Rupee falls 34 paise to close at 75.95 against US dollar
The rupee depreciated 34 paise to provisionally close at 75.95 against the US dollar on Friday as the Reserve Bank of India''s rate cut move failed to cheer investor sentiment.
Forex traders said weak domestic equities, strengthening American currency overseas, rising coronavirus cases in the country and US-China trade tensions also weighed on the local unit.
The rupee opened weak at 75.72 at the interbank forex market, fell further, and finally settled at 75.95, down 34 paise over its last close.
— CNBC-TV18 (@CNBCTV18Live) May 22, 2020
It had settled at 75.61 against the US dollar on Thursday.
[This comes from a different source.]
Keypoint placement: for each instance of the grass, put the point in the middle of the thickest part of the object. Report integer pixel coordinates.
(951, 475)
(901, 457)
During the trading session, it touched an intra-day high of 75.71 and a low of 75.95.
The Reserve Bank of India (RBI) on Friday slashed interest rates, extended moratorium on loan repayments and allowed banks to lend more to corporates in an effort to support the economy which is likely to contract for the first time in over four decades.
"RBI's rate cut move couldn't cheer forex traders. The 40 bps repo rate cut move was in line with market expectations, but it didn''t provide full-fledged restructuring of loans and also didn't give the FY21 GDP (outlook) figure," said Rahul Gupta, Head of Research- Currency, Emkay Global Financial Services told PTI.
Gupta further said that "the RBI will have to take sector-specific measures to bring in this transmission".
Going ahead, the investors’ focus will be on KKR and Reliance Industries' Jio related inflows of nearly $1 billion and foreign institutional investor (FII) participation in Reliance Industries Limited (RIL) rights issue, he noted.
Meanwhile, the dollar index, which gauges the greenback''s strength against a basket of six currencies, rose by 0.35 percent to 99.72.